The project aims to expose critical regulatory blind spots and advocate for policy reforms that ensure technological progress does not bypass human rights by illuminating the lived realities and harsh working conditions of migrant truck drivers.

Small and Rural Alberta Municipalities and researcher Sandeep Agrawal
How do small and rural municipalities in Alberta develop and sustain welcoming environments for newcomers, and what factors truly influence their decision to stay? These questions anchor a Bridging Divides research project conducted in partnership with Alberta Municipalities (ABMunis). Led by Director of Research Rachel de Vos, ABMunis previously spearheaded the Welcoming Communities initiative to combat discrimination (2016-2022). This partnership builds on ABMunis’ experience, connecting it with evidence-based academic insights to inform local planning, service coordination, and provincial-municipal dialogues on regional development and immigrant retention.

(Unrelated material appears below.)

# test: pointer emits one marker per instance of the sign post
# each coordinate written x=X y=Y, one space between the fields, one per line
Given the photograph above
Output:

Through interviews across six small Alberta municipalities, the University of Alberta research team (Areej Jamal, Nimil Hussain and Stephen Baffoe), led by Sandeep Agrawal, has identified that while attraction is a headliner, retention is the central challenge. Success depends heavily on localized governance and seamless coordination between municipal departments, employers, and settlement organizations. Mechanisms such as the provincially funded Family and Community Support Services (FCSS), which supports community-based services, are being leveraged, although FCSS is not specifically designed for newcomers' integration. Other innovative practices are emerging, such as anti-racism frameworks and "neighbourhood connector" programs. However, structural constraints like funding reductions and the new Provincial Priorities Act create hurdles for local implementation. Through workshops and dialogue, the partnership is bringing together diverse stakeholders to collaborate on policy recommendations that strengthen the capacity of Alberta’s smaller communities to serve as enduring homes for immigrants.